Мы уже упоминали о добром отношении цесаревича к образцовому офицеру, но не слишком благонадежному гражданину майору Валериану Лукасинскому, которого Константин выгораживал, пока мог. Хорошо известна симпатия Константина Павловича и к Михаилу Лунину, когда-то принявшему вызов великого князя на дуэль и сердечно любимому цесаревичем за мужество и блестящую службу. В 1822—1825 годах Лунин служил в Слуцке и Варшаве под непосредственным начальством Константина. Некоторое время покровительство цесаревича уберегало его от неминуемого ареста — Константин даже отправил Опочинину отдельное письмо о Лунине, предназначенное для доклада Николаю и написанное только для того, чтобы уберечь любимца от неприятностей. «Не для оправдания сего подполковника Лунина, но единственно потому что его императорскому величеству благоугодно, чтоб я говорил правду и открывался перед его величеством со всем моим чистосердечием, не могу я не обратить внимания на положение оного Лунина.

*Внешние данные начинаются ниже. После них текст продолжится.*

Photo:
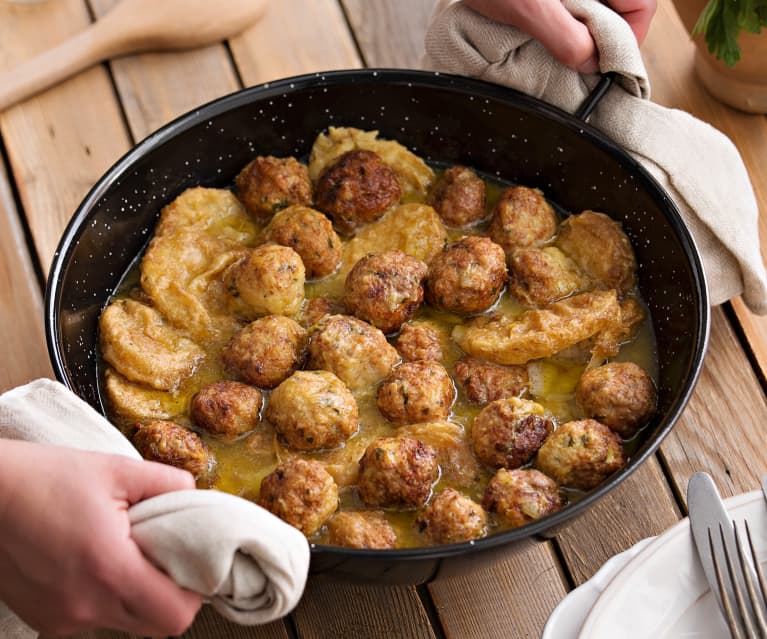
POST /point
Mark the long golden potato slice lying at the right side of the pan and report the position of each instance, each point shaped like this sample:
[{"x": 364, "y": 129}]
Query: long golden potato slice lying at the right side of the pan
[{"x": 539, "y": 333}]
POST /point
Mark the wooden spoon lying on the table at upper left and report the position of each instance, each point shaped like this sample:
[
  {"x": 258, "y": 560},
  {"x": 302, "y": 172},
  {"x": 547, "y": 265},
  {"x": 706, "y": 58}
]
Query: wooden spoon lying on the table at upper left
[{"x": 132, "y": 26}]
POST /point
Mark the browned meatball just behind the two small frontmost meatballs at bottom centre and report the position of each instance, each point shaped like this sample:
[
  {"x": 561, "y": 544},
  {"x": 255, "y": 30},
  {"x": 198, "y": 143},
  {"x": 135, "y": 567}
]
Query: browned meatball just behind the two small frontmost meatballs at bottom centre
[{"x": 397, "y": 472}]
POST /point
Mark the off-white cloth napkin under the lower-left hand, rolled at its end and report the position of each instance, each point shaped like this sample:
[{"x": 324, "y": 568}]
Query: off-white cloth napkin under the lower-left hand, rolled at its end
[{"x": 249, "y": 563}]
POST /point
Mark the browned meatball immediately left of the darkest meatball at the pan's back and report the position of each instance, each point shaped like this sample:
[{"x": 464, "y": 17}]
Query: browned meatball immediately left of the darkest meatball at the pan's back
[{"x": 268, "y": 184}]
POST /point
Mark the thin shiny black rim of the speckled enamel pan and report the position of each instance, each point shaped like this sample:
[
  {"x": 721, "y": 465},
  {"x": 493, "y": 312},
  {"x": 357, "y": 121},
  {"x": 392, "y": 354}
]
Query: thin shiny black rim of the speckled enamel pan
[{"x": 427, "y": 80}]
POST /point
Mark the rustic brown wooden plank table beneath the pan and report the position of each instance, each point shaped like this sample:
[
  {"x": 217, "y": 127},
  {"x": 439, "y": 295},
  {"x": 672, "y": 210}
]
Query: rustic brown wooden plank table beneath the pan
[{"x": 56, "y": 145}]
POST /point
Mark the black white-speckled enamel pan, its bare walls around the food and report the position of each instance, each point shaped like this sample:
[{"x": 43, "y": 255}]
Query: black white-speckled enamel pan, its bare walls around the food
[{"x": 442, "y": 118}]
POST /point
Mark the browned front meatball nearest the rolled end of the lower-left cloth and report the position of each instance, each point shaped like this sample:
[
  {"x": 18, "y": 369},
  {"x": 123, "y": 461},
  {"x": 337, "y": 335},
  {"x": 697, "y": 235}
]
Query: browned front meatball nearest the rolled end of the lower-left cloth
[{"x": 301, "y": 493}]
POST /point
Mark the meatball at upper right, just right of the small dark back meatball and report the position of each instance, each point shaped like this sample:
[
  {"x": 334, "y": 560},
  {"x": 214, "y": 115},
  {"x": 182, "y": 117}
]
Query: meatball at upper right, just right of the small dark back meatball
[{"x": 522, "y": 218}]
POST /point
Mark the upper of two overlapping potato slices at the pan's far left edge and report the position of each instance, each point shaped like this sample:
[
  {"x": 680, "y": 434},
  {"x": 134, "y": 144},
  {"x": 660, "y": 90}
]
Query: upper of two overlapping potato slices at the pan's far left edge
[{"x": 143, "y": 347}]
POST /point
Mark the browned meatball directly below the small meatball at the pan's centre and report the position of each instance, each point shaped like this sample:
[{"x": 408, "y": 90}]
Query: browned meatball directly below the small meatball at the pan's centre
[{"x": 416, "y": 392}]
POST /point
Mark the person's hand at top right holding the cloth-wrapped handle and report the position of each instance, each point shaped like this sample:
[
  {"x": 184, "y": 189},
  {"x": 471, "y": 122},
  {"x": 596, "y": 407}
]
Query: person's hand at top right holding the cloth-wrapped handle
[{"x": 567, "y": 38}]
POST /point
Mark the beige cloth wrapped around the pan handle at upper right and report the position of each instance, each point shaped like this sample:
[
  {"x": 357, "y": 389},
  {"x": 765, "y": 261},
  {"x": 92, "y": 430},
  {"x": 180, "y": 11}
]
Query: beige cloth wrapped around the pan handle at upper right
[{"x": 696, "y": 164}]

Статься может, что он, находясь в неудовольствии против правительства, мог что-либо насчет этого говорить, как это случается не с одним им, — даже его императорское величество изволит припомнить, что мы даже иногда, между собой, сгоряча, не обдумавшись, бывали в подобных случаях не всегда умеренными; но это еще не означает какого-либо вредного направления. Винить его в том, что он знал о тайном обществе и не донес тогда правительству, хотя можно, но надобно принять в соображение и то, что в оное, как теперь открылось, столько входило двоюродных и троюродных братьев и других родственников его… Он, Лунин, отстав в 1821 году от тайного общества и служа в Литовской уланской дивизии и, наконец, здесь, не имел уже с вышеописанными своими братьями и родственниками никаких сношений по тайному обществу; но они, вероятно, оговаривают его из злости, для того, чтобы запутать и очернить за то, что отстал»{462}. Письмо датировано 26 января 1826 года, на нем осталась великодушная резолюция Николая: «Никакой надобности нет. Здесь он не принесет пользы, там может быть полезен».
Спустя три месяца, в апреле 1826 года, когда вскрылись новые обстоятельства, приказ об аресте Лунина все-таки был получен. Убежденный в благородстве своего подчиненного, великий князь позволил ему уехать на недельную охоту. «Я знаю, Лунин не захочет бежать», — сказал Константин Павлович в ответ на упрек Куруты и не ошибся{463}. Одно ли безмерное доверие блестящему офицеру или еще и надежда на его побег руководили цесаревичем, мы не знаем. Но исключать того, что Константин таким образом давал Лунину шанс, нельзя. Тем более что, по другим сведениям, цесаревич вручил Лунину заграничный паспорт, чтобы тот бежал, но Лунин вернул паспорт со словами: «Я разделял с товарищами их убеждения, разделю и наказание»{464}.
Судя по всему, Лунин не знал, что Пестель готовил ему роль главы «обреченной когорты», небольшой группы заговорщиков, которая должна была обезвредить или уничтожить императора и великого князя Константина, после чего пожертвовать собой и отмежеваться от тайного общества. Это помогло бы сохранить добрую репутацию декабристов в глазах широкой русской общественности, по-прежнему питавшей к царской семье сентиментальные чувства. Судьба уберегла его от сомнительной роли{465}, и, похоже, Лунин всегда сохранял к цесаревичу глубокую симпатию. Во всяком случае, узнав о смерти Константина Павловича, Лунин, находившийся в то время в ссылке, поручил своей матери в знак благодарности цесаревичу заказать о покойном поминальную службу в Риме.